True North (2007) is a guide to discovering your inner compass and staying true to yourself, all while developing the skills you need to be an authentic leader. By uncovering your values and motivations, you’ll gain the tools you need to build a professional life that remains true to who you are.
We all have unique life stories shaped by past relationships and events. Authentic leaders, however, gain more from these experiences than the rest of us.
Authentic leaders are genuine people - that is, true to themselves and their beliefs - who are able to motivate others to perform at their best. Ultimately, they’re more concerned with serving others than with their own success or recognition.
Understanding the meanings of the key events in your unique story will guide you and help you find and focus on your True North. This, in turn, will set you on the path to becoming an authentic leader.
A case in point is Howard Schultz, the founder of Starbucks. When an accident caused his father to lose his job, his whole family lost their health coverage. Schultz’s mother was pregnant and unable to work, so his parents borrowed money and avoided bill collectors.
Schultz had vowed to create a different reality for workers if he had the chance, and he thus made Starbucks the first company in the United States to offer health coverage to part-time employees working as little as 20 hours a week.
In this case, Schultz’s experience and memories of his father carried him along the path to authentic leadership.

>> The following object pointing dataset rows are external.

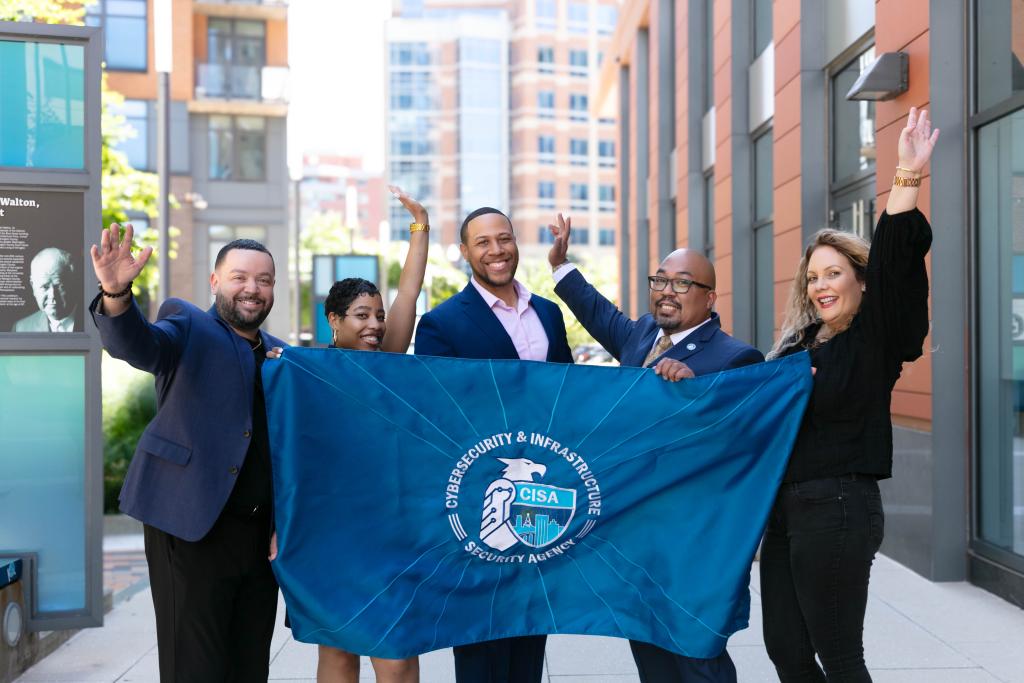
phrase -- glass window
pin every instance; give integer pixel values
(764, 288)
(547, 13)
(578, 152)
(136, 145)
(546, 103)
(42, 457)
(763, 190)
(579, 193)
(709, 226)
(546, 58)
(578, 62)
(606, 199)
(408, 54)
(238, 147)
(709, 54)
(1000, 339)
(852, 125)
(578, 107)
(579, 16)
(44, 125)
(764, 274)
(1000, 50)
(478, 87)
(762, 26)
(480, 49)
(607, 16)
(124, 25)
(546, 148)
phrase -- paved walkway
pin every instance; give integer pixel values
(916, 632)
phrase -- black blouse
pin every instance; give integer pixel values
(847, 426)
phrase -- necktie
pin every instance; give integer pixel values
(663, 345)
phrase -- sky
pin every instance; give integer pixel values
(336, 51)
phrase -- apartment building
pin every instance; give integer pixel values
(337, 184)
(748, 125)
(488, 104)
(228, 112)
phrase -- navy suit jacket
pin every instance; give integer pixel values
(187, 458)
(707, 349)
(464, 327)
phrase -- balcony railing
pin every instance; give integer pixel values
(264, 3)
(220, 81)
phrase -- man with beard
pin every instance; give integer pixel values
(495, 316)
(681, 337)
(200, 479)
(51, 275)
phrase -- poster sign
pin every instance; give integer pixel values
(41, 261)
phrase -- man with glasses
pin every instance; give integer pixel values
(681, 337)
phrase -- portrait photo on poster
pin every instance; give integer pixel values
(41, 261)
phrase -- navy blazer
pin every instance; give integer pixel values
(464, 327)
(187, 458)
(707, 349)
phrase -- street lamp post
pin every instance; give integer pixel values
(162, 22)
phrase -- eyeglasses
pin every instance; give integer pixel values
(679, 286)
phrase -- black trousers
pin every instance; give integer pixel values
(815, 563)
(656, 665)
(216, 600)
(505, 660)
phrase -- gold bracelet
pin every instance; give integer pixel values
(900, 181)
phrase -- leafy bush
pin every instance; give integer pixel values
(129, 403)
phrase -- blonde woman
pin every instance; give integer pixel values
(861, 311)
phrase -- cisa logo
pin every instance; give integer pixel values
(519, 493)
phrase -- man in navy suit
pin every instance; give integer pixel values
(495, 316)
(200, 479)
(681, 337)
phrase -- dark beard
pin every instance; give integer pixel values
(229, 313)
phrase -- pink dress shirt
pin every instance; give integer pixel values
(521, 323)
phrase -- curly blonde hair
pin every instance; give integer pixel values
(800, 312)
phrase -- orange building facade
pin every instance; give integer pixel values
(738, 136)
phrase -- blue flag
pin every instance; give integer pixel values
(424, 503)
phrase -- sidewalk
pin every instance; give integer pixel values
(915, 631)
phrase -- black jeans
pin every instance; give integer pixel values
(815, 562)
(215, 601)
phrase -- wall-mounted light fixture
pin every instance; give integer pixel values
(885, 79)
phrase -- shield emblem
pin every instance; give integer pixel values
(540, 513)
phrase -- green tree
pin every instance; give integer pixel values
(125, 189)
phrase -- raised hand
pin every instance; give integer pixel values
(412, 206)
(113, 261)
(916, 140)
(561, 233)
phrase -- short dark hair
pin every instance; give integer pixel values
(344, 292)
(251, 245)
(482, 211)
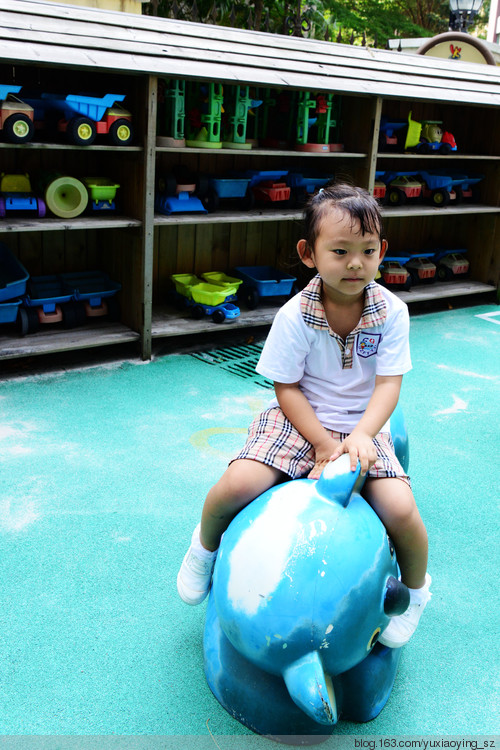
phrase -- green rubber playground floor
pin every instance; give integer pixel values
(103, 475)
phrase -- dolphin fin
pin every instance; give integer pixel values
(311, 689)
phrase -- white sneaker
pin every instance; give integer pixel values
(195, 576)
(401, 628)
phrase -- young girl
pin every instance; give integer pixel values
(337, 353)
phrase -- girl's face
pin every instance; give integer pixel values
(345, 259)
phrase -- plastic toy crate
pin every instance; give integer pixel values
(13, 275)
(9, 310)
(212, 294)
(230, 187)
(184, 282)
(268, 281)
(221, 279)
(100, 189)
(90, 285)
(46, 292)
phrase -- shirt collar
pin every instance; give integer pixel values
(374, 310)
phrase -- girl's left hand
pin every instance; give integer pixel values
(360, 447)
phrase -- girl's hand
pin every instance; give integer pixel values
(360, 447)
(323, 455)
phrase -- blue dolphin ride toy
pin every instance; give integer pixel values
(305, 580)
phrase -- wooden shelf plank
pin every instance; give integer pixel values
(232, 217)
(450, 158)
(263, 152)
(168, 322)
(448, 289)
(57, 340)
(80, 222)
(421, 209)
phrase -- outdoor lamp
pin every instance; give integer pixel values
(462, 13)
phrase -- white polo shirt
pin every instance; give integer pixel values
(337, 376)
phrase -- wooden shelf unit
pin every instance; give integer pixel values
(141, 249)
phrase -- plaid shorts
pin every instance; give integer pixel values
(273, 440)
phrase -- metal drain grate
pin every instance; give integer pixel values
(238, 360)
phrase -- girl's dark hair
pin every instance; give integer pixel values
(354, 201)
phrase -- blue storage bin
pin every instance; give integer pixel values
(13, 275)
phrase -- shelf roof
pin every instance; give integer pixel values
(42, 33)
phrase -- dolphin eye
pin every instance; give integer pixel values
(373, 639)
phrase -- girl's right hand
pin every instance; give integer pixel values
(323, 452)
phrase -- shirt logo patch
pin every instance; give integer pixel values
(367, 344)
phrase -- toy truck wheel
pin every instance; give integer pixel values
(408, 283)
(198, 312)
(440, 197)
(251, 298)
(444, 148)
(18, 129)
(218, 316)
(444, 273)
(248, 201)
(81, 131)
(121, 133)
(395, 197)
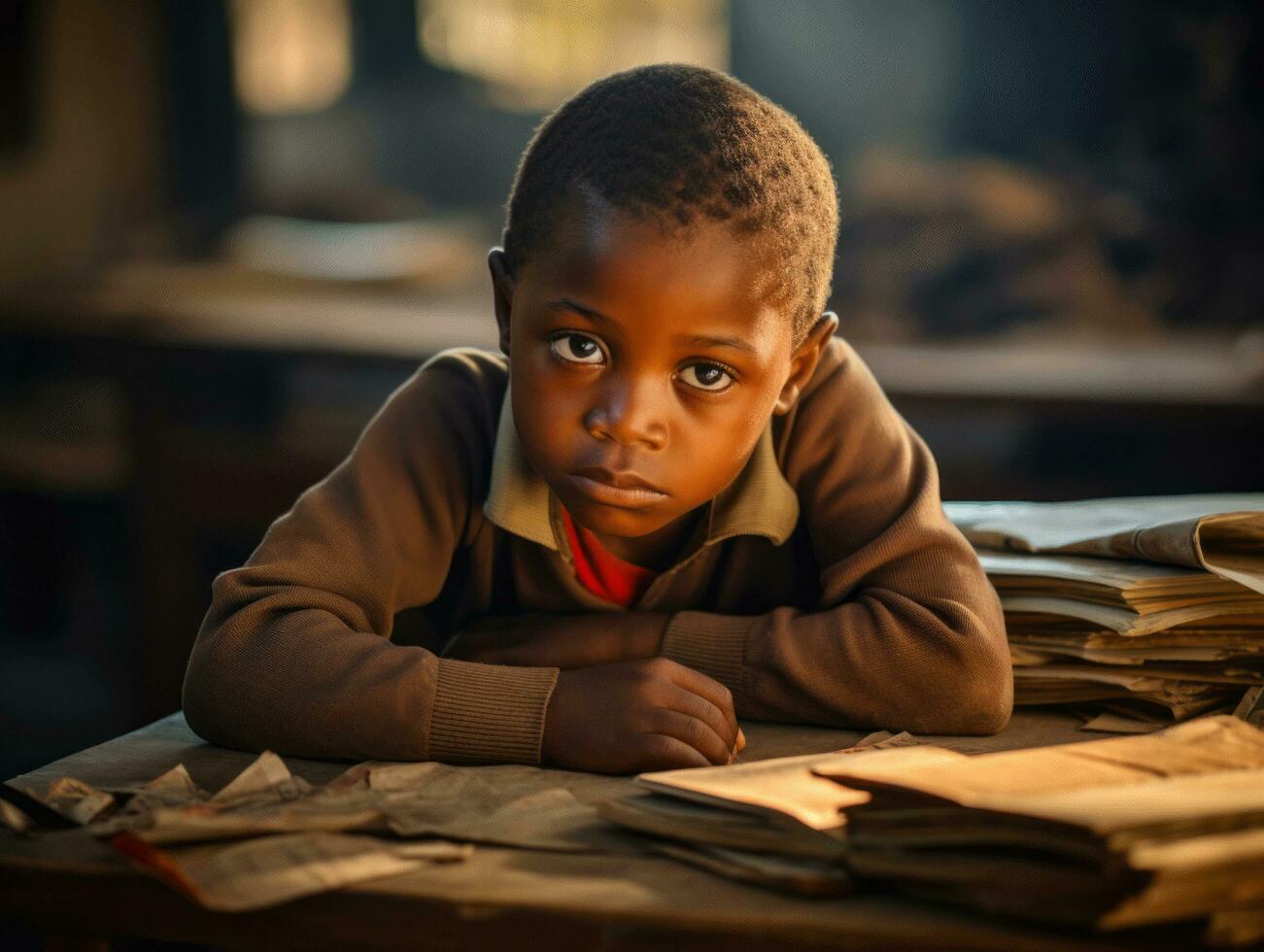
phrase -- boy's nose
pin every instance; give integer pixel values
(627, 414)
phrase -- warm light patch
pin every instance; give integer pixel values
(536, 53)
(290, 55)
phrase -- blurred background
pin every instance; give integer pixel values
(227, 229)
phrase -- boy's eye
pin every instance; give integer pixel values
(576, 348)
(706, 377)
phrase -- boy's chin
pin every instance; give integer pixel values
(616, 521)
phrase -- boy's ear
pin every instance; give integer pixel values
(502, 292)
(803, 360)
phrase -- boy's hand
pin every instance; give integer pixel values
(545, 640)
(633, 716)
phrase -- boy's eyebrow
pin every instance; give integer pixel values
(722, 342)
(565, 304)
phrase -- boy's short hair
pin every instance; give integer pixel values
(672, 142)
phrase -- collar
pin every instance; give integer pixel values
(757, 502)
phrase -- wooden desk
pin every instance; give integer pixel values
(68, 884)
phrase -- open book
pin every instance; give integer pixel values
(1115, 833)
(1221, 533)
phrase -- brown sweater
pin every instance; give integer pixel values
(827, 586)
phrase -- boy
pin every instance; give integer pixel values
(676, 497)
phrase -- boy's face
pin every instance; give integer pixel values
(645, 367)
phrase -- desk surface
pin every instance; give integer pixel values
(72, 884)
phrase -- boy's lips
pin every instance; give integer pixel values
(616, 489)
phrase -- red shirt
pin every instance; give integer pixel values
(600, 571)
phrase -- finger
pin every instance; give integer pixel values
(694, 732)
(697, 707)
(663, 753)
(710, 691)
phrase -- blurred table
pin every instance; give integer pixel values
(68, 884)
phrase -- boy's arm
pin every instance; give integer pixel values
(909, 632)
(294, 651)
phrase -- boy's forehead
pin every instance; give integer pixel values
(701, 272)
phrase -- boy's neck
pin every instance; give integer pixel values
(658, 550)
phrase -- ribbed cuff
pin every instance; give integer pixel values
(490, 713)
(712, 644)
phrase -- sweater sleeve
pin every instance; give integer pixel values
(907, 633)
(294, 653)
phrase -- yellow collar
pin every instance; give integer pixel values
(757, 502)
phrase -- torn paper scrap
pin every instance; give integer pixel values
(271, 870)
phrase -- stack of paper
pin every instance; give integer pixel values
(1144, 609)
(1110, 833)
(772, 822)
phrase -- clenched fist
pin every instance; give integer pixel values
(634, 716)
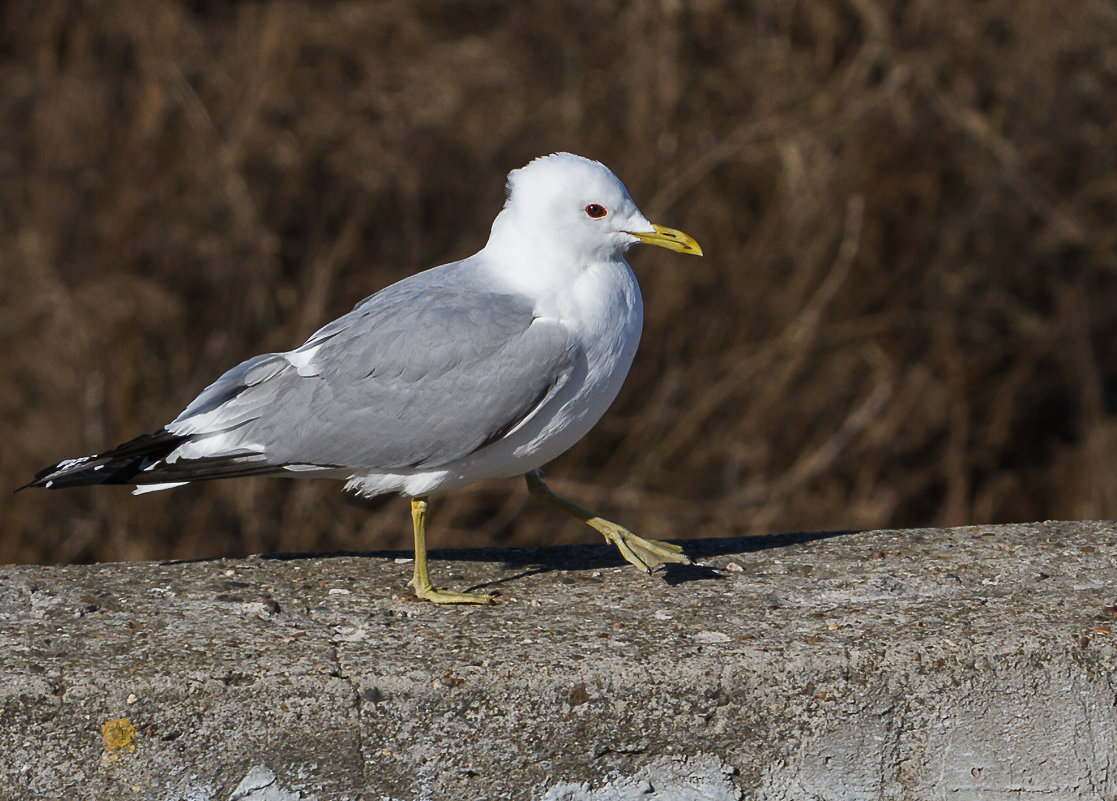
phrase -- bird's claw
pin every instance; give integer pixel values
(646, 554)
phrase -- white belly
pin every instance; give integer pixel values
(604, 313)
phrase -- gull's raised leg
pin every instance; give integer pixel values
(646, 554)
(421, 581)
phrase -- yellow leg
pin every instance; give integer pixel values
(646, 554)
(421, 581)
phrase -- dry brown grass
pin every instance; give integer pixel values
(906, 314)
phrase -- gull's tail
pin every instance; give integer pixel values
(125, 464)
(143, 461)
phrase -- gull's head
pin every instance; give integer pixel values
(576, 210)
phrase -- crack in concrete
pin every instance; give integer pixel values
(354, 686)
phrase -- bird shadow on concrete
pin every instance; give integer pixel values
(534, 561)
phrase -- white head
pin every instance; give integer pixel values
(573, 209)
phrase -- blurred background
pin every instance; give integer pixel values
(906, 315)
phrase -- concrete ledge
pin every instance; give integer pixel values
(967, 664)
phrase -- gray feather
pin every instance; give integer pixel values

Authentic leaders’ stories also provide the context for their lives, as well as the inspiration to have an impact in the world.
Take Reatha Clark King, former president of the General Mills Foundation. As a poor, black woman growing up in Georgia during the 1940s, both poverty and discrimination were constant obstacles in King’s life. Nevertheless, she won scholarships and eventually earned a PhD in thermochemistry.
King’s goal is to create more opportunities for the poor and to help others overcome the barriers of racial and gender discrimination. She drew inspiration from her own story to stay true to who she is – and to stay on course with her True North.
Money and success don’t make authentic leaders forget those they’ve left behind; rather, they spur a sense of responsibility to help them.